Schlette is not to the contrary. In Schlette, the press sought to obtain disclosure of a presentence report. The press based its request for access to the report on the first amendment and the common law ground that “disclosure [would] serve the public interest by informing the public about the sentencing process.” Schlette, 842 F.2d at 1582. We stated: “Because we conclude that the public interest rationale supports disclosure given the unusual facts of this ease, we do not reach the newspaper’s first amendment argument.” Id. & n. 4. In resolving the common law claim, we held that the press bore a threshold burden of showing that a compelling interest would be served by disclosure, a showing which we concluded the press had made. Id. at 1581-83.

Here, however, The Oregonian relies upon a qualified right of access under the first amendment to obtain disclosure of the plea agreement and related documents. Where the first amendment supplies the right of access, the party seeking access has the benefit of the presumption that disclosure should be made; the burden is upon the proponent of closure to justify a closure order. Thus, the district court erred by placing the initial burden to demonstrate a basis for disclosure on The Oregonian. The court should have required Wolsky to present facts supporting closure and to demonstrate that any available alternatives would not protect his interests.

Despite this error in allocating the burden of persuasion, the district court did consider whether disclosure of the plea agreement and related documents would pose a risk of harm to Wolsky and his family. The court concluded that, in the absence of closure, the safety of Wolsky and his family would be placed in jeopardy. This conclusion, however, was not supported by any factual finding. It was based upon the district court’s stated belief that because the agreement contemplated Wolsky’s cooperation with the government, Wolsky would be in danger if the court disclosed the terms of the plea agreement. There was no evidentiary support for this. In his memorandum in support of the motion to seal the plea agreement, Wolsky stated, “In the instant case, closure will serve ‘higher values’ beneficial to both the government and the defendant for reasons previously articulated in the defendant’s previously sealed submissions.” However, the only other document submitted in support of Wolsky’s motion to seal was the letter from Wolsky’s attorney to the district judge. This letter does not present facts demonstrating any danger to Wolsky or his family. Thus, Wolsky failed to carry his burden as articulated in Brooklier. See Brooklier, 685 F.2d at 1167, 1169.
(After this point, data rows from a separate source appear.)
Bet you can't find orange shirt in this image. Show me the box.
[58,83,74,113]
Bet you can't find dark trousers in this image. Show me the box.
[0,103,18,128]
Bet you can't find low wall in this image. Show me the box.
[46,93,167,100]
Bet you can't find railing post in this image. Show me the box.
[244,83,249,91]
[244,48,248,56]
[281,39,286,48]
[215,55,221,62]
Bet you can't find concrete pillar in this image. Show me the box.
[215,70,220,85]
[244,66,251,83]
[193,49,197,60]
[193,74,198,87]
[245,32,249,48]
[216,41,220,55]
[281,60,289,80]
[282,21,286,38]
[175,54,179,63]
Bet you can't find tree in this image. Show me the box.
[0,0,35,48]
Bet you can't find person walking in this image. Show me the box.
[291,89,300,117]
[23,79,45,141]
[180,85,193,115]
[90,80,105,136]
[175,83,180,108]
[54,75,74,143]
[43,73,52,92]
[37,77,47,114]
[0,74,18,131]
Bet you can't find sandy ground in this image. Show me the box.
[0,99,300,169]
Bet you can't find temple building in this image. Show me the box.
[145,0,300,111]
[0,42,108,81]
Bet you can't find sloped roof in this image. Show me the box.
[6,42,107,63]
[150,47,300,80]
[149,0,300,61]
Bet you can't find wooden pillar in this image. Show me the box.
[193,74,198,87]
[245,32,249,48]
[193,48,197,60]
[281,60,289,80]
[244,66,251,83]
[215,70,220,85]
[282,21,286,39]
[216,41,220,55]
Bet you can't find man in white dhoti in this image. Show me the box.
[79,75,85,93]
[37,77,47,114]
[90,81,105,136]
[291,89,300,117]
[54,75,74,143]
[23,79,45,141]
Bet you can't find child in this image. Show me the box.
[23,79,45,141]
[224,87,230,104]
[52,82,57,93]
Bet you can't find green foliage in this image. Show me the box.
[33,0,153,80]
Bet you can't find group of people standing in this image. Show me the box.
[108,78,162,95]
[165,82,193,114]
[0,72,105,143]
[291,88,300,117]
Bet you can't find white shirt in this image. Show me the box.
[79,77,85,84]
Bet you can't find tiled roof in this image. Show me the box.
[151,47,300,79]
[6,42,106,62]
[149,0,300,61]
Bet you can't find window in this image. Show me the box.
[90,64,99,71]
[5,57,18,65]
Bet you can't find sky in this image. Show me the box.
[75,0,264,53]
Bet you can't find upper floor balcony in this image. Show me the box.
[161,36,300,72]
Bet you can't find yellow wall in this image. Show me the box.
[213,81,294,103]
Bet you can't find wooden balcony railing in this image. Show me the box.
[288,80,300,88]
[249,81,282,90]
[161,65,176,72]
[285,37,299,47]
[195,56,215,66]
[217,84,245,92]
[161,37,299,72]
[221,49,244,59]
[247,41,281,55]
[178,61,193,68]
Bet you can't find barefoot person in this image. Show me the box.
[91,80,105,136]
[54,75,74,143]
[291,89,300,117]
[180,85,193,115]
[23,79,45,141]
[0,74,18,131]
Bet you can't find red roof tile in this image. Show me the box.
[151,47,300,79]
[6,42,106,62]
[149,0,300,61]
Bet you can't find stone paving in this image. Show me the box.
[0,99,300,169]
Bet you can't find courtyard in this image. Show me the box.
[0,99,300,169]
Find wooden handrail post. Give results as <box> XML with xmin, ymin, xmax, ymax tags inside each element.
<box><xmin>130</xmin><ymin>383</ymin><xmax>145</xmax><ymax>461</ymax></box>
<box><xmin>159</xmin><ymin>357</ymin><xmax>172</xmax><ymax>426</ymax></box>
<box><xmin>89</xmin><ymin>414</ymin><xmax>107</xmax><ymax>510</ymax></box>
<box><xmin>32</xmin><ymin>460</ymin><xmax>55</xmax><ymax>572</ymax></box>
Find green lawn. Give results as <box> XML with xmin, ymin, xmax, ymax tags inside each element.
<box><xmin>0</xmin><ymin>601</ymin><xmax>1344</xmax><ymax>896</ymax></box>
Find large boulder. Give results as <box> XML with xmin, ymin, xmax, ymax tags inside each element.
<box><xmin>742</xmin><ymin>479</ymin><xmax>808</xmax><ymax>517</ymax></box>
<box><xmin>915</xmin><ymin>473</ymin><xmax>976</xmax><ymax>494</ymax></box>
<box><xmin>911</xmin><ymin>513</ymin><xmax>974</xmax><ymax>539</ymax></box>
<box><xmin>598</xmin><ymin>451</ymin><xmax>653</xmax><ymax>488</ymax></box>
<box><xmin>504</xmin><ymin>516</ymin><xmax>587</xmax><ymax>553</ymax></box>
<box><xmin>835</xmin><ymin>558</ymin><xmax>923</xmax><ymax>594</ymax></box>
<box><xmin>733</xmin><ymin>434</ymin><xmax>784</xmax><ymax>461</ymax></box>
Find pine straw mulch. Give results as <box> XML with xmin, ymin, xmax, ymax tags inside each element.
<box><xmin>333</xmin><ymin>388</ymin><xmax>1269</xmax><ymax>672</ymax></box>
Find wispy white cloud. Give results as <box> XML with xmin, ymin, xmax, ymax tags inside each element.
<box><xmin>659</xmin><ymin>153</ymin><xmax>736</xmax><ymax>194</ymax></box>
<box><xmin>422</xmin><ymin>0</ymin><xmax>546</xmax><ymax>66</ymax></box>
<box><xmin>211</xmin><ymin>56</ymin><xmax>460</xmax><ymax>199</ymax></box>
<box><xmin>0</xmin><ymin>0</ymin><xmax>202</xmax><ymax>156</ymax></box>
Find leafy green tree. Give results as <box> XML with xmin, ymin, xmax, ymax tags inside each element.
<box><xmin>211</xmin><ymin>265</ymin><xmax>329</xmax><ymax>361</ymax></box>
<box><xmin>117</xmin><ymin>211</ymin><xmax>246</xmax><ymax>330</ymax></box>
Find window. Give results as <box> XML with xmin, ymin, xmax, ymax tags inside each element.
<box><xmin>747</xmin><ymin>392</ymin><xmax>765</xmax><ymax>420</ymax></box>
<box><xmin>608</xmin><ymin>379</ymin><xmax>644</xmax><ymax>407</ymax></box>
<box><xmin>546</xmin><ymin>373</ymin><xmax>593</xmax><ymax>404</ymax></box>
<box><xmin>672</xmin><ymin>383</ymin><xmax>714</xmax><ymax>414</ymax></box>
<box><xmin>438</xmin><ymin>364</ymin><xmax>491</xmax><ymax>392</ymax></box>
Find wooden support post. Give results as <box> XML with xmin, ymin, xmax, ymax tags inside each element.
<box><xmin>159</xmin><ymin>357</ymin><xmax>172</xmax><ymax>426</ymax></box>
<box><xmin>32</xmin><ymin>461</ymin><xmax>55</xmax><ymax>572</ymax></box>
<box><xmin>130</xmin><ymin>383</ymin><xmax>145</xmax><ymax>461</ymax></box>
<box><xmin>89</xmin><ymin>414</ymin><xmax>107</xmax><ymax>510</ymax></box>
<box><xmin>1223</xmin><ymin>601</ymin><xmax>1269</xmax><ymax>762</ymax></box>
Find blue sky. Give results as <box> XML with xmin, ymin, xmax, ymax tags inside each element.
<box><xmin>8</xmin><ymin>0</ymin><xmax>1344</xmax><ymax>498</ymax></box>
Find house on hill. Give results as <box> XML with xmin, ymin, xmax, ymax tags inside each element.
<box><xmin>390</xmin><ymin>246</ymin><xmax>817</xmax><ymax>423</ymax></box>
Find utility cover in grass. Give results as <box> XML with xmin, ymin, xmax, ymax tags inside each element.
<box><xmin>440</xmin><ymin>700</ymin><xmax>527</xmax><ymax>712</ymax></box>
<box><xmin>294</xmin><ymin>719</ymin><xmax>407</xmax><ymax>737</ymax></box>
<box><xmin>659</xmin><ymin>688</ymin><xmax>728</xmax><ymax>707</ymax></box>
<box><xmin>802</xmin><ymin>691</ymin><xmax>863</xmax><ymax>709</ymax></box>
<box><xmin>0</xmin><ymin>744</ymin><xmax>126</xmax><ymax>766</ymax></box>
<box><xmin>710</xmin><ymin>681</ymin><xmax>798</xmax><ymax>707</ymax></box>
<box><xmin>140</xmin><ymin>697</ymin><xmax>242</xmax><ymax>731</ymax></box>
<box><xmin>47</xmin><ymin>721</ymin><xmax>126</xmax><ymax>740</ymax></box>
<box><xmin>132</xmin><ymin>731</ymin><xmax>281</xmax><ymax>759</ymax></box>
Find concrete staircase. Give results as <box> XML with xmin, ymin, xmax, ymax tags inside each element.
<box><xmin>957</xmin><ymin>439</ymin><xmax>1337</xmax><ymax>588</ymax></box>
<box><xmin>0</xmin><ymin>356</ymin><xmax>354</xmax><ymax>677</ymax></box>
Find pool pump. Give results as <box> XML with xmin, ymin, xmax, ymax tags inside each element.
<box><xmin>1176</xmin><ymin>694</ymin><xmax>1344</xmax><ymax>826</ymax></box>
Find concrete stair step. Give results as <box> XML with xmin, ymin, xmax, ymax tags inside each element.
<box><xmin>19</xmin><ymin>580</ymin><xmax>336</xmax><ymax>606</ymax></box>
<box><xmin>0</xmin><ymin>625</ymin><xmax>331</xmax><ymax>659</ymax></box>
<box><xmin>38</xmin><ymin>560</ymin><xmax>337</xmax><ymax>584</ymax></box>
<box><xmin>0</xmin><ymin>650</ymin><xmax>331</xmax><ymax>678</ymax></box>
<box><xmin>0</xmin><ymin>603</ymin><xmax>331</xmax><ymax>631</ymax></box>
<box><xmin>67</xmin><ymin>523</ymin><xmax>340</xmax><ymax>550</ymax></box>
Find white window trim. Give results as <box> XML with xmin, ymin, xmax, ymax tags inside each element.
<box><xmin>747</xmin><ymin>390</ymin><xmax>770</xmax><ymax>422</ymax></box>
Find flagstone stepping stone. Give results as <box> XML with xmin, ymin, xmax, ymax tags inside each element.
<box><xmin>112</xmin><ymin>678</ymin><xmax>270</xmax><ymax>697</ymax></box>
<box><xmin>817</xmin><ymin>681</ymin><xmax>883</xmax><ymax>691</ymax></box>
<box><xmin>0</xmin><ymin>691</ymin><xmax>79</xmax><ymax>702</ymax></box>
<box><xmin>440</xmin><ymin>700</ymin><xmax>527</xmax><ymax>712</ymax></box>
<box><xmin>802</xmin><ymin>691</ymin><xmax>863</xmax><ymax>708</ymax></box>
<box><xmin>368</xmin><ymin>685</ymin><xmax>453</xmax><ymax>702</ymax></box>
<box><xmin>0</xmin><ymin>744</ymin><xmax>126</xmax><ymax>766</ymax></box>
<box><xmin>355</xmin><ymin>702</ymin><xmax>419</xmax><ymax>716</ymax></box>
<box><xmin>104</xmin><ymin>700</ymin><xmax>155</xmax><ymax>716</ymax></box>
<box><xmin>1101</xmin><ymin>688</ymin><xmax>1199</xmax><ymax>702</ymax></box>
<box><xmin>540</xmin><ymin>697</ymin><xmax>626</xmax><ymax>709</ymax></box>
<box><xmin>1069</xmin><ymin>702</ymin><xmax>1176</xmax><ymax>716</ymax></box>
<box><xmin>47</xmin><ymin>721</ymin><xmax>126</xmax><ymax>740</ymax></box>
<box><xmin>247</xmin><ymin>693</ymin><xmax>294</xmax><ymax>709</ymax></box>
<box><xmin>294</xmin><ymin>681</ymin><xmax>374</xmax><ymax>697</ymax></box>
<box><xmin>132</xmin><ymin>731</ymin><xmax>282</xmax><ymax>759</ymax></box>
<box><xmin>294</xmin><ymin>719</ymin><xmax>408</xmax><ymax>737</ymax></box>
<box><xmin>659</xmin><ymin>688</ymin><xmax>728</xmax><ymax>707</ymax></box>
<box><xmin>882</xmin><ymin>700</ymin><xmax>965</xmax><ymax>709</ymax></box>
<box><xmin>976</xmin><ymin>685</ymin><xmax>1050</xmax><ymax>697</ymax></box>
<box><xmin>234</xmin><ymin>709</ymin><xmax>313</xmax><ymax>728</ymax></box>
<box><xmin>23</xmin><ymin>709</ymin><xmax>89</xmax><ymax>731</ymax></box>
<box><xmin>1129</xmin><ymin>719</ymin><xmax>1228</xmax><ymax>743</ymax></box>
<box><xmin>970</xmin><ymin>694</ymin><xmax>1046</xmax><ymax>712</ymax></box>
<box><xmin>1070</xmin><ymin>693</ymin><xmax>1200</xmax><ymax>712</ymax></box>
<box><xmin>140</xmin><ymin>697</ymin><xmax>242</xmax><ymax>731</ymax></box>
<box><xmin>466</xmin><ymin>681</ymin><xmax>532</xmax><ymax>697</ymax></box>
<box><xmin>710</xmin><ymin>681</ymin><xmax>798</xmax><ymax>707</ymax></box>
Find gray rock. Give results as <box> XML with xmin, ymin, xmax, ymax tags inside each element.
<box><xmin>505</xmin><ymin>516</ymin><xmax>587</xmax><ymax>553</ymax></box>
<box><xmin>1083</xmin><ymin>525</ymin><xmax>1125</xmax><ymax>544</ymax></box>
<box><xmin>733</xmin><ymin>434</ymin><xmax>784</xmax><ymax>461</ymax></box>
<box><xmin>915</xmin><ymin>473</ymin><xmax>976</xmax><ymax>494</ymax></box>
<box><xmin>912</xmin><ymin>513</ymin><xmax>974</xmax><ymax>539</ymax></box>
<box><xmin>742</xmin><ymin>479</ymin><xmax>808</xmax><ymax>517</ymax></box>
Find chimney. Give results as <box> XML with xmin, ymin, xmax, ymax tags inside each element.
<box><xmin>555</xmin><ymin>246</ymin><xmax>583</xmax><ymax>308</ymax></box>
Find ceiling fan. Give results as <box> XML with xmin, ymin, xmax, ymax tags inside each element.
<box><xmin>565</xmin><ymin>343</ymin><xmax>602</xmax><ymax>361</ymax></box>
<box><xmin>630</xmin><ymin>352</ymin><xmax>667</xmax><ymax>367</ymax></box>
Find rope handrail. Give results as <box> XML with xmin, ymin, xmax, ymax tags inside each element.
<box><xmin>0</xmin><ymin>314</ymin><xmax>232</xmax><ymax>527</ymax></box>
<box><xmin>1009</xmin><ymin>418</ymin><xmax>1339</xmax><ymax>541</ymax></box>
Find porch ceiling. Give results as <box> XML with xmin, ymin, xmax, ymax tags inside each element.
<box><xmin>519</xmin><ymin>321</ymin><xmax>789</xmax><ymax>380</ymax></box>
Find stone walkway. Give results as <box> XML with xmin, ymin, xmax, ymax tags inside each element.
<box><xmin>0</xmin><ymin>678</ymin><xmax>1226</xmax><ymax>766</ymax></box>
We conclude that Wolsky has not overcome the presumption that the press has a right of access under the first amendment to the plea agreement and related documents.1

CONCLUSION

The public and the press have a right of qualified access to plea agreement documents under the first amendment. A criminal defendant’s interest in safety over*1468rides this right of access only when the three substantive requirements set out in Press-Enterprise II are met. The district court failed to apply these requirements properly and thus clearly erred as a matter of law in making its closure orders. Accordingly, we GRANT the petition for writ of mandamus and ORDER the district court to release the sealed documents.

. The district court did not consider alternatives to closure that might protect Wolsky’s interests. The district court simply concluded that "[tjhere is no alternative to closure that would provide Wolsky and his family with equal protection.”

The district court might have considered redacting portions of the plea agreement, or disclosing the agreement but placing Wolsky in a witness protection program, or recommending that Wolsky be placed in protective custody while in prison. We express no opinion on whether these possible alternatives would have been effective or appropriate. We do not address the question whether the district court should have considered alternatives to closure, because we conclude Wolsky did not make a sufficient showing to warrant closure or to obtain the benefits of alternatives to closure.